I recently found a Sitepoint post regarding hidden fields in forms. e.g.
And similar. Javascript code was added for information.
In the body of the article was this quote
“Now you can rest assured that if the field ever has a value when the form submission reaches your server then the transaction can be discarded as junk.”
Unfortunately it was not explained how that part was achieved. Does anyone have any experience of trying this method. I know there is no infallible method (not legal anyway)
We have noticed an upsurge of the old type of spam, mainly assisting sexual performance, and many in Cyrillic text that English speakers ‘might’ have difficulty with reading, why do they bother?
The sites are Wordpress with Contact form 7 contact forms. As mentioned the article writer supplied example code, but no help ( for the likes of me) in how to test implemented code and resultant completed/spam form and ignore/remove.

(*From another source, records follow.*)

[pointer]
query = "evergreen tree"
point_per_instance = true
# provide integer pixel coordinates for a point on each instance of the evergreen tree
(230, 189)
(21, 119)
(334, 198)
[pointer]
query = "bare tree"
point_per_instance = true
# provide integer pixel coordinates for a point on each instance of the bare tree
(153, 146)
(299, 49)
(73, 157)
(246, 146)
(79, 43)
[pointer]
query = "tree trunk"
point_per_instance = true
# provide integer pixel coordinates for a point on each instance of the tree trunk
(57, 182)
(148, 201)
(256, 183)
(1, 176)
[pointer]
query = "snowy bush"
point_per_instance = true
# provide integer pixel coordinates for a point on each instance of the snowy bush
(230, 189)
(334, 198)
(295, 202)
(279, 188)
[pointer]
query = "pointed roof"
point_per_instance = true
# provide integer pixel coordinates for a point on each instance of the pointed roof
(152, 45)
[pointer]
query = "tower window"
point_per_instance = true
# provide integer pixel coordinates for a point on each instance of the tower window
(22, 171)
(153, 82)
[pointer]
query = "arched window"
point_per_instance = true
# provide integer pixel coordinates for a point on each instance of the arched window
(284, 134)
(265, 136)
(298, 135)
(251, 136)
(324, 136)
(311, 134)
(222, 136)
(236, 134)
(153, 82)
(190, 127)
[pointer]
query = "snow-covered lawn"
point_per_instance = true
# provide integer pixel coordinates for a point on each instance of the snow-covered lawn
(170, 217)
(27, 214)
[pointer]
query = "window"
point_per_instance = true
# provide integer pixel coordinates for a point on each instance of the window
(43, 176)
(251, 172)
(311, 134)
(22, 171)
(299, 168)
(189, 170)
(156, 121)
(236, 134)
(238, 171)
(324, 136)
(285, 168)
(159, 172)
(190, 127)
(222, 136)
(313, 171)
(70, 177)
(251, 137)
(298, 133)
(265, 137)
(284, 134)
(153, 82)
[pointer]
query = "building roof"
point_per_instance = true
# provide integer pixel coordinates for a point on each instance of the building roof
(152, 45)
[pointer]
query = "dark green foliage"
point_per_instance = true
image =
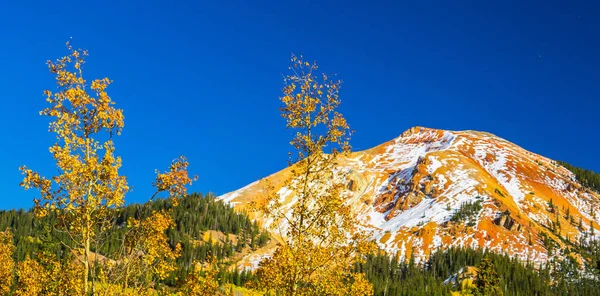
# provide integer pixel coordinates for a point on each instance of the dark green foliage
(467, 211)
(194, 215)
(487, 282)
(587, 178)
(390, 277)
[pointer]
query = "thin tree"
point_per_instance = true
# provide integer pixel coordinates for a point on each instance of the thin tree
(88, 187)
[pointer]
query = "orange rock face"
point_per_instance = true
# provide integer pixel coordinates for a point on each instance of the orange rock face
(408, 189)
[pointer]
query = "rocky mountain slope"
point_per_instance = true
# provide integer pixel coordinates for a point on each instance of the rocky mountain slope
(431, 189)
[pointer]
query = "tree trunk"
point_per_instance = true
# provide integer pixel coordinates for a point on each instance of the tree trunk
(86, 262)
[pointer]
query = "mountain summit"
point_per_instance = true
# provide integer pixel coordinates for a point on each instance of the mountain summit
(431, 189)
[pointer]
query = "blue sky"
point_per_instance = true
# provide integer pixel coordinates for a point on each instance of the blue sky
(203, 79)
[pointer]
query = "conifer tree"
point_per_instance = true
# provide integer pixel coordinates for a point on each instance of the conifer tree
(6, 262)
(88, 188)
(487, 281)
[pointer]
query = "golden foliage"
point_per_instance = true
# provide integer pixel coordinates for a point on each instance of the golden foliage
(320, 236)
(7, 263)
(31, 277)
(88, 182)
(88, 187)
(202, 281)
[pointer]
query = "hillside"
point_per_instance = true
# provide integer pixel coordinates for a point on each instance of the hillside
(432, 189)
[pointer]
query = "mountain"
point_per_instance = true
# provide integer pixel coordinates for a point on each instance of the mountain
(432, 189)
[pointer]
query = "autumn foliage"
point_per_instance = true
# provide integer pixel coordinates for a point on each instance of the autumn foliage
(84, 195)
(320, 237)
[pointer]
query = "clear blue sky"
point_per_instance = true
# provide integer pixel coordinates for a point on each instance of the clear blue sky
(202, 78)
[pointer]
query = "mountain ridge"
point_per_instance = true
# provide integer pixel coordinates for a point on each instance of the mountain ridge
(407, 190)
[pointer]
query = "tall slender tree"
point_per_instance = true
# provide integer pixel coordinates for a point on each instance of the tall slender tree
(88, 187)
(319, 234)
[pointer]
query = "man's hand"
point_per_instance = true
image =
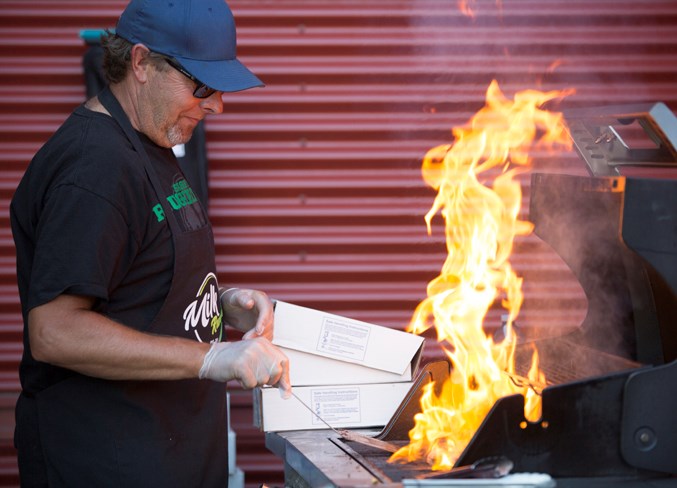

Would love to hear from others who have managed this. I realise there is no universal panacea but happy to try a selection of things.
not sure how to do it on wordpress but one of the simplest things i’ve ever done to stop spam was just put a picture of a horse and ask people to write the type of animal in a form field. You can add a simple audio file for accessibility and simple say ‘Please write horse in the field’ etc. Then just check the field matches the animal.
The bots have so far not broken it. They just aren’t able to work out what a picture of a horse looks like as that takes a lot of AI work, even google struggles. Especially if it is just the head etc as the human brain can easily work it out but computers find it very hard.
If the bots break it just change the picture and audio to something else, literally anything.